介護士としてはその場の雰囲気を和らげ、親しみを込めて介助しているつもりかもしれない。しかし、客観的に見ると利用者の尊厳を傷付けているように映るのもたしかだろう。

言うまでもなく、正常な判断力を持った高齢者は、年下の介護士には目上の者に対する接し方を望むものだ。認知症の利用者も、時々判断力が正常に戻ることがあると言われている。介護士が、相手は認知症だから幼児語で話しかけても差し支えないと思って接しているときに利用者の意識がしっかりとして、子ども扱いされていると認識することもあるのだ。

こうした状況では、高齢者が屈辱感を覚えることは想像に難しくない。介護士はこのような事態を想定して、常にホスピタリティマナーを徹底した接し方を心がけなければならない。重度の認知症の利用者に対しても、介護士は丁寧語と尊敬語を使い、礼節を守る必要がある。

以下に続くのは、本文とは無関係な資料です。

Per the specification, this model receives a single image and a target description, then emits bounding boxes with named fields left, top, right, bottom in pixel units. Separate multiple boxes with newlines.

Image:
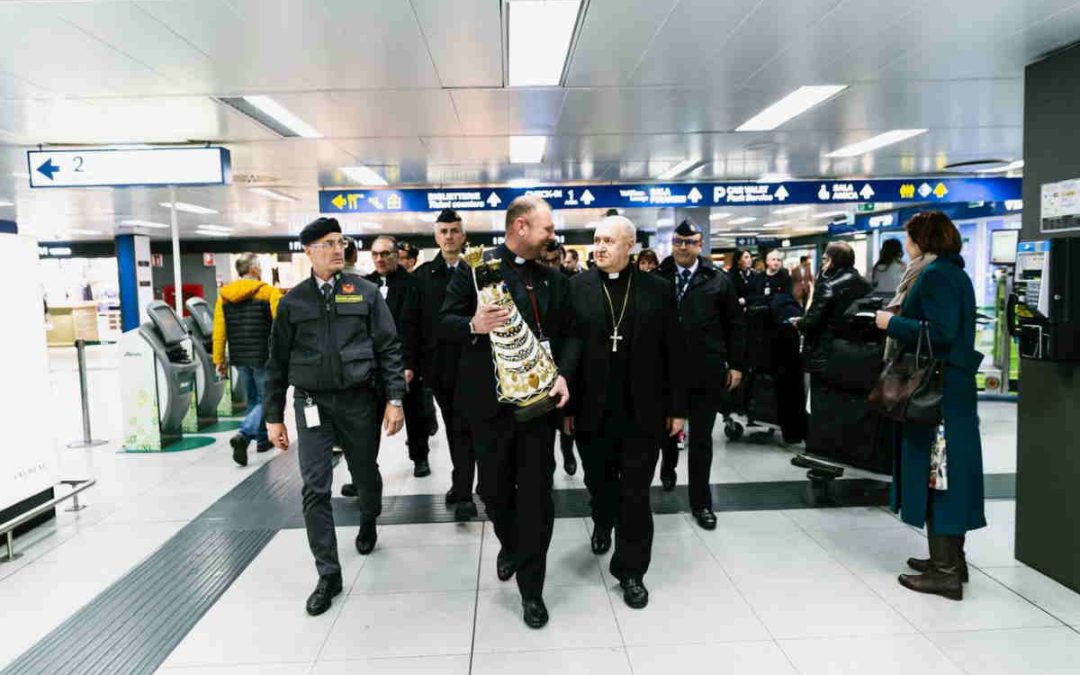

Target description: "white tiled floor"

left=7, top=345, right=1077, bottom=674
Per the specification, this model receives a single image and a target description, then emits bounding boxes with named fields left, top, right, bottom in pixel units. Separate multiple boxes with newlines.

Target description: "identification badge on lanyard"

left=304, top=397, right=321, bottom=428
left=765, top=286, right=771, bottom=296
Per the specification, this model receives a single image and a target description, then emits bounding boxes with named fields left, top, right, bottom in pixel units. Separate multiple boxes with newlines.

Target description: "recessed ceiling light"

left=826, top=129, right=928, bottom=158
left=510, top=136, right=547, bottom=164
left=709, top=212, right=734, bottom=221
left=216, top=95, right=322, bottom=138
left=508, top=0, right=582, bottom=87
left=340, top=166, right=389, bottom=186
left=657, top=159, right=705, bottom=181
left=772, top=205, right=811, bottom=215
left=507, top=178, right=541, bottom=188
left=762, top=221, right=788, bottom=228
left=736, top=85, right=847, bottom=132
left=729, top=216, right=758, bottom=225
left=160, top=201, right=218, bottom=215
left=248, top=187, right=298, bottom=202
left=120, top=219, right=170, bottom=229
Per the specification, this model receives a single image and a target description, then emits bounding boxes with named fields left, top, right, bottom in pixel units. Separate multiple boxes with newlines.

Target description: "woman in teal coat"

left=875, top=211, right=986, bottom=601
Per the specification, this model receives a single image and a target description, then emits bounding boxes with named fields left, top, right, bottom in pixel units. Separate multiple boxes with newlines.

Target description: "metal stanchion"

left=67, top=339, right=108, bottom=448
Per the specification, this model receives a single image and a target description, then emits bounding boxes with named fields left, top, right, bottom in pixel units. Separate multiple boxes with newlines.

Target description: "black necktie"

left=321, top=282, right=333, bottom=303
left=677, top=268, right=692, bottom=303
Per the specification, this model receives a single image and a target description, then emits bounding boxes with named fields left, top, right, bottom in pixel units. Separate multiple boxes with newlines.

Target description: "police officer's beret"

left=436, top=208, right=461, bottom=223
left=299, top=217, right=342, bottom=246
left=675, top=218, right=702, bottom=237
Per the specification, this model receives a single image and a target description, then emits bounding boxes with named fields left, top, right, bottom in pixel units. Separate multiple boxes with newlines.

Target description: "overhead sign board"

left=27, top=147, right=231, bottom=189
left=319, top=178, right=1020, bottom=214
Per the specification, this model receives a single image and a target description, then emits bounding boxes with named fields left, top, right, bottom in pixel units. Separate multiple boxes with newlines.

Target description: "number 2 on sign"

left=73, top=156, right=85, bottom=172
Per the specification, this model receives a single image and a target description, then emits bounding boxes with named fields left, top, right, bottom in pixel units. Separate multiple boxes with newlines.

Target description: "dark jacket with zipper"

left=263, top=272, right=405, bottom=424
left=365, top=266, right=419, bottom=373
left=410, top=253, right=465, bottom=391
left=657, top=255, right=747, bottom=392
left=798, top=267, right=872, bottom=372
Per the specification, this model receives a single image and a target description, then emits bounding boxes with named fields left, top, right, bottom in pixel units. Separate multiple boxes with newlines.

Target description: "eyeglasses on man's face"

left=371, top=250, right=396, bottom=259
left=308, top=237, right=353, bottom=252
left=672, top=237, right=703, bottom=248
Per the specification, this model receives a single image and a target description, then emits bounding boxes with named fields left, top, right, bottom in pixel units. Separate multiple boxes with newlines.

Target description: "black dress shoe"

left=692, top=508, right=717, bottom=530
left=341, top=483, right=357, bottom=498
left=413, top=460, right=432, bottom=478
left=305, top=574, right=342, bottom=616
left=230, top=434, right=249, bottom=467
left=591, top=526, right=612, bottom=555
left=620, top=576, right=649, bottom=609
left=445, top=489, right=468, bottom=506
left=454, top=500, right=478, bottom=521
left=660, top=468, right=676, bottom=491
left=496, top=549, right=517, bottom=582
left=356, top=518, right=377, bottom=555
left=255, top=440, right=274, bottom=453
left=522, top=598, right=549, bottom=629
left=561, top=446, right=577, bottom=477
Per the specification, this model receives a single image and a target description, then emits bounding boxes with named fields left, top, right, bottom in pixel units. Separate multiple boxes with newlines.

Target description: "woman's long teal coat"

left=885, top=253, right=987, bottom=535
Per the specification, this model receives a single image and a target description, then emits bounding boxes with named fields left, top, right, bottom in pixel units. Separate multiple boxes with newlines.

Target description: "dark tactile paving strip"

left=1, top=527, right=275, bottom=675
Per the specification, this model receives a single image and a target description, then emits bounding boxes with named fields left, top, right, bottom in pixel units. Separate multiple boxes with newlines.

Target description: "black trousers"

left=402, top=382, right=429, bottom=463
left=474, top=412, right=556, bottom=600
left=295, top=387, right=381, bottom=578
left=774, top=329, right=807, bottom=444
left=579, top=415, right=661, bottom=579
left=436, top=387, right=476, bottom=499
left=661, top=389, right=718, bottom=511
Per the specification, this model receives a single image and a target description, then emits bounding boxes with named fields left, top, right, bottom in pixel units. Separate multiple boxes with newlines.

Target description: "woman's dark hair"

left=824, top=241, right=856, bottom=270
left=637, top=249, right=659, bottom=266
left=735, top=249, right=752, bottom=269
left=874, top=238, right=903, bottom=270
left=905, top=211, right=962, bottom=255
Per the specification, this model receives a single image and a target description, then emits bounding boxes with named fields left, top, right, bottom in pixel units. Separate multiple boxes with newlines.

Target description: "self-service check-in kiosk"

left=184, top=297, right=225, bottom=429
left=119, top=301, right=200, bottom=450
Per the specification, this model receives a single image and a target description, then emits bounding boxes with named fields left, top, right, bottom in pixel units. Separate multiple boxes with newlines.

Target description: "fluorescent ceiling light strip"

left=68, top=229, right=102, bottom=235
left=510, top=136, right=547, bottom=164
left=0, top=199, right=13, bottom=207
left=813, top=210, right=850, bottom=219
left=242, top=218, right=273, bottom=228
left=825, top=129, right=927, bottom=158
left=976, top=160, right=1024, bottom=174
left=709, top=212, right=734, bottom=221
left=772, top=205, right=811, bottom=215
left=507, top=178, right=541, bottom=188
left=762, top=221, right=788, bottom=228
left=508, top=0, right=582, bottom=87
left=248, top=187, right=298, bottom=202
left=729, top=216, right=758, bottom=225
left=197, top=230, right=231, bottom=237
left=160, top=201, right=218, bottom=215
left=340, top=165, right=389, bottom=186
left=120, top=219, right=169, bottom=229
left=656, top=159, right=703, bottom=181
left=736, top=85, right=847, bottom=132
left=243, top=95, right=322, bottom=138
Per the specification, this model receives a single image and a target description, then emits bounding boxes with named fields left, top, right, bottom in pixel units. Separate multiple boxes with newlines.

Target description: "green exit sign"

left=857, top=203, right=877, bottom=212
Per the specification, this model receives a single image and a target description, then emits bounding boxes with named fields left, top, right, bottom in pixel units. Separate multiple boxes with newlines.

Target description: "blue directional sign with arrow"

left=27, top=147, right=230, bottom=188
left=319, top=177, right=1021, bottom=214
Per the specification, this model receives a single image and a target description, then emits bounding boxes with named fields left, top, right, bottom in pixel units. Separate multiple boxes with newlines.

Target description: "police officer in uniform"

left=656, top=218, right=746, bottom=530
left=440, top=196, right=573, bottom=629
left=264, top=217, right=406, bottom=617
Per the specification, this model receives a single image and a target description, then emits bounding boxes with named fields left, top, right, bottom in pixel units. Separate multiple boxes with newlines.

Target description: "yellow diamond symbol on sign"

left=900, top=184, right=916, bottom=199
left=934, top=183, right=949, bottom=199
left=331, top=194, right=347, bottom=210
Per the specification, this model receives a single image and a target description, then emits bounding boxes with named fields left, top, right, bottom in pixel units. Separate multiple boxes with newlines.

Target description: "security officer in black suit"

left=563, top=215, right=687, bottom=610
left=411, top=209, right=478, bottom=519
left=264, top=217, right=406, bottom=617
left=439, top=196, right=574, bottom=629
left=656, top=218, right=746, bottom=530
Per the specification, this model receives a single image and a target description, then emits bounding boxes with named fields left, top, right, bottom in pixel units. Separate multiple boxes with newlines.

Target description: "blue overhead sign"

left=833, top=200, right=1024, bottom=237
left=319, top=178, right=1021, bottom=214
left=27, top=147, right=231, bottom=188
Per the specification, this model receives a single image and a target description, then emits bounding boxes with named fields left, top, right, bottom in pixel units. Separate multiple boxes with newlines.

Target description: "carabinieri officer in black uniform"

left=264, top=217, right=406, bottom=617
left=439, top=195, right=574, bottom=630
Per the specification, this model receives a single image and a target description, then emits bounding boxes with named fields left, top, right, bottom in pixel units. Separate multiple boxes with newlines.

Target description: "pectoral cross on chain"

left=610, top=329, right=623, bottom=352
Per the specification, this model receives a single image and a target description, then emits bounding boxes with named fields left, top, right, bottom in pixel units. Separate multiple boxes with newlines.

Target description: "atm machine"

left=119, top=301, right=200, bottom=451
left=1012, top=237, right=1080, bottom=593
left=184, top=296, right=224, bottom=429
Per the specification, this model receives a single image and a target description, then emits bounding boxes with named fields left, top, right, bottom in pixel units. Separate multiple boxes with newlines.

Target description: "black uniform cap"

left=300, top=217, right=342, bottom=246
left=397, top=240, right=419, bottom=259
left=675, top=218, right=702, bottom=237
left=436, top=208, right=462, bottom=223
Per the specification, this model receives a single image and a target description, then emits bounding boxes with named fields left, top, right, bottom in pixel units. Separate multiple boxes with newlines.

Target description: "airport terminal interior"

left=3, top=1, right=1080, bottom=674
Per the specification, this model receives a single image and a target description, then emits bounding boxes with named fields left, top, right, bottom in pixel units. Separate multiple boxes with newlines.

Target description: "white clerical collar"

left=605, top=267, right=628, bottom=280
left=514, top=255, right=526, bottom=265
left=678, top=260, right=699, bottom=277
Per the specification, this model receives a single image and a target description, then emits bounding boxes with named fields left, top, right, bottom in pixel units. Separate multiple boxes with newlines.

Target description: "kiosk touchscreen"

left=184, top=297, right=224, bottom=429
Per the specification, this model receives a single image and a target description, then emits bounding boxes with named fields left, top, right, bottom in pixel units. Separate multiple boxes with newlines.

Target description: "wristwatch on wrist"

left=388, top=399, right=403, bottom=408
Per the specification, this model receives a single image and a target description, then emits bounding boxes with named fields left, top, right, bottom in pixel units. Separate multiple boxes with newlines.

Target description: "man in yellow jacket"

left=212, top=253, right=284, bottom=466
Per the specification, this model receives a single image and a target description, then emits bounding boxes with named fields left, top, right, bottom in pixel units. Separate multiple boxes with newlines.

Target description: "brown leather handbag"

left=869, top=321, right=944, bottom=425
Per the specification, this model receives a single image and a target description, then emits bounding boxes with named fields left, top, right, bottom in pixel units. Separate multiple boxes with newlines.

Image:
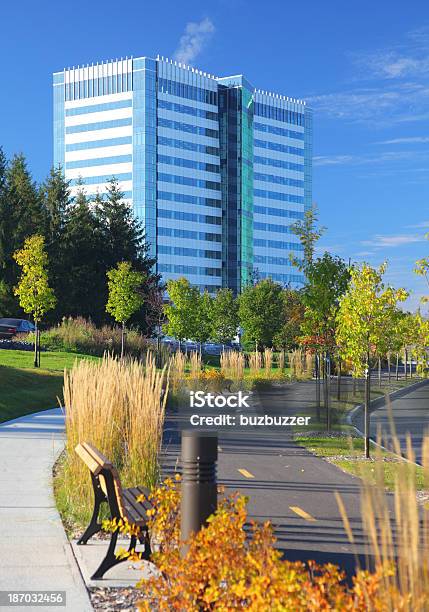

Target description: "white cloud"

left=352, top=27, right=429, bottom=80
left=313, top=155, right=354, bottom=166
left=362, top=234, right=424, bottom=248
left=173, top=18, right=215, bottom=65
left=314, top=150, right=422, bottom=168
left=308, top=83, right=429, bottom=124
left=375, top=136, right=429, bottom=145
left=355, top=53, right=429, bottom=80
left=307, top=28, right=429, bottom=125
left=406, top=220, right=429, bottom=229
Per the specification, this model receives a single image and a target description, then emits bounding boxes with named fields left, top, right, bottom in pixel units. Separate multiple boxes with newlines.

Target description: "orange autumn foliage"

left=127, top=477, right=397, bottom=611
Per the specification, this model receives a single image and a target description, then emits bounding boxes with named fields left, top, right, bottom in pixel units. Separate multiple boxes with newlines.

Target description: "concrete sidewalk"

left=0, top=408, right=92, bottom=611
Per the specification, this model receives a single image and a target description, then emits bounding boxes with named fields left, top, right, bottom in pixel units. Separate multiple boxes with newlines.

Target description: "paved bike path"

left=357, top=379, right=429, bottom=463
left=162, top=381, right=373, bottom=575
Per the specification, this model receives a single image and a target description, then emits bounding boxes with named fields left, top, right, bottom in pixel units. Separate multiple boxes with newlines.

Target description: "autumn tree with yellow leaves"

left=336, top=263, right=408, bottom=458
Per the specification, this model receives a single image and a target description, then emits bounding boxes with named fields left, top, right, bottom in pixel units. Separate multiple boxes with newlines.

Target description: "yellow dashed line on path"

left=238, top=468, right=255, bottom=479
left=289, top=506, right=317, bottom=522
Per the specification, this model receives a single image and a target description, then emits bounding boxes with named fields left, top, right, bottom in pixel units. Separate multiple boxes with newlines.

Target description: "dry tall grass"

left=59, top=354, right=167, bottom=525
left=278, top=350, right=285, bottom=371
left=220, top=351, right=244, bottom=381
left=289, top=349, right=304, bottom=378
left=188, top=351, right=202, bottom=379
left=289, top=349, right=313, bottom=379
left=336, top=415, right=429, bottom=610
left=169, top=351, right=186, bottom=391
left=248, top=351, right=263, bottom=375
left=264, top=348, right=273, bottom=374
left=304, top=351, right=314, bottom=378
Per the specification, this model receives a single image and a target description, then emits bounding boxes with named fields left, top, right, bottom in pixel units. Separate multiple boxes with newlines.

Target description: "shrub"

left=193, top=369, right=227, bottom=392
left=105, top=477, right=393, bottom=610
left=29, top=317, right=152, bottom=358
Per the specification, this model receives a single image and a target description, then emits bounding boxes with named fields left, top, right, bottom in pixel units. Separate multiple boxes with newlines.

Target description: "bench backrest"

left=75, top=442, right=128, bottom=520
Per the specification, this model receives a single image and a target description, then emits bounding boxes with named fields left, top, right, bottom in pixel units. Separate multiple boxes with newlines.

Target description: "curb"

left=346, top=378, right=429, bottom=464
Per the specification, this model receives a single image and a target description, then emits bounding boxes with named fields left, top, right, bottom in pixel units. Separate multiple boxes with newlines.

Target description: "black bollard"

left=180, top=430, right=218, bottom=555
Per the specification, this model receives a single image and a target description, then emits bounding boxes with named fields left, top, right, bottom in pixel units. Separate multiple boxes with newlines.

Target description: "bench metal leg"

left=77, top=474, right=105, bottom=545
left=77, top=517, right=102, bottom=545
left=139, top=527, right=152, bottom=560
left=91, top=529, right=122, bottom=579
left=91, top=530, right=151, bottom=579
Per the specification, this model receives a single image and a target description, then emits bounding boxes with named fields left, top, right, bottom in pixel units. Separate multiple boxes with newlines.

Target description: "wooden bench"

left=75, top=442, right=153, bottom=579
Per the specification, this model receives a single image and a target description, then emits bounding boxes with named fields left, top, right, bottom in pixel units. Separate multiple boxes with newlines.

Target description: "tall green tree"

left=289, top=205, right=325, bottom=271
left=300, top=253, right=350, bottom=344
left=40, top=167, right=72, bottom=322
left=96, top=179, right=161, bottom=332
left=238, top=279, right=284, bottom=349
left=192, top=291, right=214, bottom=351
left=60, top=186, right=106, bottom=321
left=336, top=263, right=408, bottom=458
left=13, top=235, right=56, bottom=367
left=106, top=261, right=145, bottom=357
left=273, top=288, right=304, bottom=351
left=41, top=166, right=71, bottom=242
left=164, top=278, right=200, bottom=348
left=97, top=179, right=155, bottom=269
left=0, top=155, right=46, bottom=311
left=211, top=288, right=239, bottom=346
left=302, top=253, right=351, bottom=422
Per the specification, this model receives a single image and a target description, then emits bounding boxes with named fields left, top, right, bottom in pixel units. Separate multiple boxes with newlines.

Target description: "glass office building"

left=53, top=56, right=311, bottom=293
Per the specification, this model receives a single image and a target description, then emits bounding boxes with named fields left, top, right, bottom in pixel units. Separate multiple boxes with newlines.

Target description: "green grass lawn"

left=292, top=376, right=427, bottom=491
left=0, top=349, right=99, bottom=371
left=295, top=433, right=426, bottom=491
left=0, top=349, right=100, bottom=423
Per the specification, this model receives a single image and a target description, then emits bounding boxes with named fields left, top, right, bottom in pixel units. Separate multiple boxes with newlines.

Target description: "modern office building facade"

left=53, top=56, right=311, bottom=293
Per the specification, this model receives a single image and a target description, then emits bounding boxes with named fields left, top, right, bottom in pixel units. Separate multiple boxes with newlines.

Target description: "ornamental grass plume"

left=305, top=351, right=314, bottom=378
left=188, top=351, right=202, bottom=380
left=289, top=348, right=305, bottom=379
left=277, top=350, right=286, bottom=371
left=248, top=351, right=262, bottom=376
left=335, top=406, right=429, bottom=611
left=169, top=350, right=186, bottom=391
left=58, top=354, right=167, bottom=526
left=220, top=351, right=244, bottom=381
left=264, top=347, right=273, bottom=374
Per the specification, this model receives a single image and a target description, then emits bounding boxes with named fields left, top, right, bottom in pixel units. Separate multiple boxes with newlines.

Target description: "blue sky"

left=1, top=0, right=428, bottom=309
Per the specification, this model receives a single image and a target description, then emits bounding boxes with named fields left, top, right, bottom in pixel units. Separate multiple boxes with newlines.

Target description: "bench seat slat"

left=122, top=489, right=150, bottom=523
left=128, top=486, right=152, bottom=512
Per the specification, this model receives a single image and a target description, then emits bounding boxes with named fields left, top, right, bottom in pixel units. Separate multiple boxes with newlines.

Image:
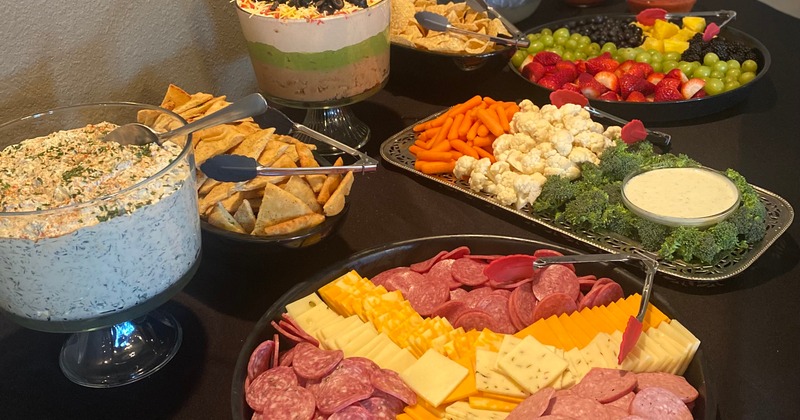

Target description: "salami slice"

left=451, top=258, right=489, bottom=286
left=247, top=340, right=275, bottom=382
left=341, top=357, right=381, bottom=378
left=588, top=282, right=625, bottom=309
left=507, top=387, right=555, bottom=420
left=573, top=368, right=637, bottom=403
left=431, top=299, right=468, bottom=324
left=425, top=259, right=461, bottom=290
left=272, top=320, right=306, bottom=345
left=279, top=346, right=297, bottom=368
left=630, top=387, right=693, bottom=420
left=360, top=396, right=403, bottom=419
left=484, top=254, right=536, bottom=285
left=635, top=372, right=699, bottom=404
left=509, top=282, right=537, bottom=329
left=532, top=292, right=578, bottom=322
left=533, top=249, right=575, bottom=272
left=604, top=391, right=635, bottom=412
left=279, top=315, right=322, bottom=347
left=255, top=384, right=316, bottom=420
left=404, top=273, right=450, bottom=317
left=328, top=405, right=374, bottom=420
left=546, top=395, right=612, bottom=419
left=531, top=264, right=580, bottom=302
left=442, top=246, right=471, bottom=260
left=369, top=267, right=412, bottom=289
left=246, top=366, right=299, bottom=412
left=273, top=334, right=281, bottom=372
left=370, top=368, right=417, bottom=405
left=453, top=309, right=497, bottom=332
left=472, top=292, right=515, bottom=334
left=292, top=342, right=344, bottom=380
left=409, top=250, right=447, bottom=273
left=316, top=367, right=374, bottom=414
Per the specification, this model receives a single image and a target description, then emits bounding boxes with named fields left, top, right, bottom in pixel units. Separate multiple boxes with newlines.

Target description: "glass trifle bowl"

left=0, top=102, right=202, bottom=387
left=235, top=0, right=391, bottom=155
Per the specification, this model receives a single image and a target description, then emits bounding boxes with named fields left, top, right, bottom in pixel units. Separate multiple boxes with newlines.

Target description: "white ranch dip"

left=623, top=167, right=740, bottom=220
left=0, top=123, right=200, bottom=324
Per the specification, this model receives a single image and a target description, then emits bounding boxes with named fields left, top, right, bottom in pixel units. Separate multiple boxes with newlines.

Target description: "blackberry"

left=564, top=17, right=643, bottom=48
left=681, top=33, right=760, bottom=63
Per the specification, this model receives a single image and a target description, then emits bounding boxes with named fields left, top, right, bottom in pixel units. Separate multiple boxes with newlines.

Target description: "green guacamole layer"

left=247, top=29, right=389, bottom=71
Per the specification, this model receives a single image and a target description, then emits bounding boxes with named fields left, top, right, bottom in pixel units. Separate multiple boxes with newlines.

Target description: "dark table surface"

left=1, top=0, right=798, bottom=419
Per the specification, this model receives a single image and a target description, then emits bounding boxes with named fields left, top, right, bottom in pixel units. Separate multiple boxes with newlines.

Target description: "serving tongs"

left=465, top=0, right=524, bottom=40
left=200, top=107, right=378, bottom=182
left=533, top=252, right=659, bottom=364
left=550, top=90, right=671, bottom=149
left=636, top=9, right=737, bottom=41
left=414, top=11, right=530, bottom=49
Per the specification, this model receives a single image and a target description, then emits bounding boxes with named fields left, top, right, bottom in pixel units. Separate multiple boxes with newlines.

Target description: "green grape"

left=562, top=50, right=576, bottom=61
left=703, top=52, right=720, bottom=66
left=574, top=51, right=587, bottom=60
left=601, top=42, right=617, bottom=54
left=635, top=52, right=651, bottom=64
left=620, top=48, right=638, bottom=61
left=540, top=28, right=553, bottom=36
left=724, top=80, right=741, bottom=91
left=511, top=50, right=528, bottom=68
left=649, top=50, right=663, bottom=64
left=726, top=59, right=741, bottom=70
left=554, top=28, right=570, bottom=38
left=710, top=69, right=725, bottom=79
left=678, top=61, right=695, bottom=75
left=554, top=35, right=568, bottom=46
left=663, top=52, right=681, bottom=62
left=713, top=61, right=729, bottom=73
left=578, top=35, right=591, bottom=46
left=693, top=65, right=712, bottom=79
left=704, top=78, right=725, bottom=95
left=526, top=33, right=539, bottom=42
left=726, top=68, right=742, bottom=80
left=541, top=35, right=554, bottom=47
left=550, top=46, right=565, bottom=56
left=742, top=59, right=758, bottom=73
left=565, top=39, right=579, bottom=51
left=662, top=60, right=679, bottom=72
left=651, top=61, right=662, bottom=73
left=570, top=33, right=582, bottom=42
left=739, top=71, right=756, bottom=84
left=527, top=41, right=544, bottom=54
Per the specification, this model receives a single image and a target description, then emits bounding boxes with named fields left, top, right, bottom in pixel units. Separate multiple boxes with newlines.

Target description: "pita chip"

left=323, top=171, right=354, bottom=216
left=316, top=157, right=344, bottom=205
left=198, top=181, right=236, bottom=215
left=252, top=183, right=314, bottom=233
left=160, top=84, right=193, bottom=110
left=233, top=199, right=257, bottom=233
left=282, top=176, right=322, bottom=214
left=207, top=202, right=246, bottom=234
left=260, top=213, right=325, bottom=236
left=194, top=126, right=245, bottom=166
left=230, top=127, right=276, bottom=159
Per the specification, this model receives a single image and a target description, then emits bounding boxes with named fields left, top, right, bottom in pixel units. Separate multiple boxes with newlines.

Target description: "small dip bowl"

left=621, top=166, right=741, bottom=228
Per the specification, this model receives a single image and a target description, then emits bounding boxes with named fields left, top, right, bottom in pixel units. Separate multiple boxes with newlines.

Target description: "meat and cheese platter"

left=379, top=95, right=794, bottom=283
left=232, top=235, right=714, bottom=419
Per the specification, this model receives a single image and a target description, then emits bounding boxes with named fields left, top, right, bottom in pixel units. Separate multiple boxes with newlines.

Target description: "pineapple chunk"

left=652, top=20, right=680, bottom=40
left=663, top=39, right=690, bottom=54
left=682, top=16, right=707, bottom=33
left=642, top=37, right=664, bottom=53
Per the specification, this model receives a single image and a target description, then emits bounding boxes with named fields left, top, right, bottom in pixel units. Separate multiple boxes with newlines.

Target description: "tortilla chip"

left=252, top=183, right=314, bottom=233
left=283, top=176, right=322, bottom=214
left=260, top=213, right=326, bottom=236
left=233, top=199, right=257, bottom=233
left=323, top=171, right=354, bottom=216
left=207, top=202, right=246, bottom=234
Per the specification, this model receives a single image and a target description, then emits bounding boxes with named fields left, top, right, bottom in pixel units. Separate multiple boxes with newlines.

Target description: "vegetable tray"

left=379, top=115, right=795, bottom=284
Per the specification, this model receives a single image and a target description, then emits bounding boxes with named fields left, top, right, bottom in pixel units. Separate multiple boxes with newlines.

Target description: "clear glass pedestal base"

left=298, top=106, right=370, bottom=156
left=59, top=308, right=182, bottom=388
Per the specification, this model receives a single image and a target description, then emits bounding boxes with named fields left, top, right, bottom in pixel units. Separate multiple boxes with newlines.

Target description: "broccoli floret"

left=560, top=188, right=610, bottom=230
left=603, top=180, right=624, bottom=205
left=659, top=226, right=704, bottom=262
left=575, top=162, right=608, bottom=192
left=635, top=218, right=673, bottom=251
left=645, top=152, right=700, bottom=169
left=532, top=175, right=579, bottom=215
left=598, top=141, right=647, bottom=181
left=726, top=169, right=768, bottom=243
left=710, top=220, right=740, bottom=251
left=602, top=203, right=639, bottom=238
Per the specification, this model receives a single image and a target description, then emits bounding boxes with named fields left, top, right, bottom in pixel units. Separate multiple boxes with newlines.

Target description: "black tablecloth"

介護士が利用者にかける言葉は、介護に対する姿勢の現れである。そして、丁寧語を使うことで、相手を尊重する気持ちも高まる相乗効果も期待できる。さらに、丁寧な言葉遣いだけでなく、相手が反応しなくても顔を合わせるたびにきちんと挨拶したり、理解できそうになくても介助の前に何をするかしっかりと説明するといったホスピタリティの徹底も欠かせない。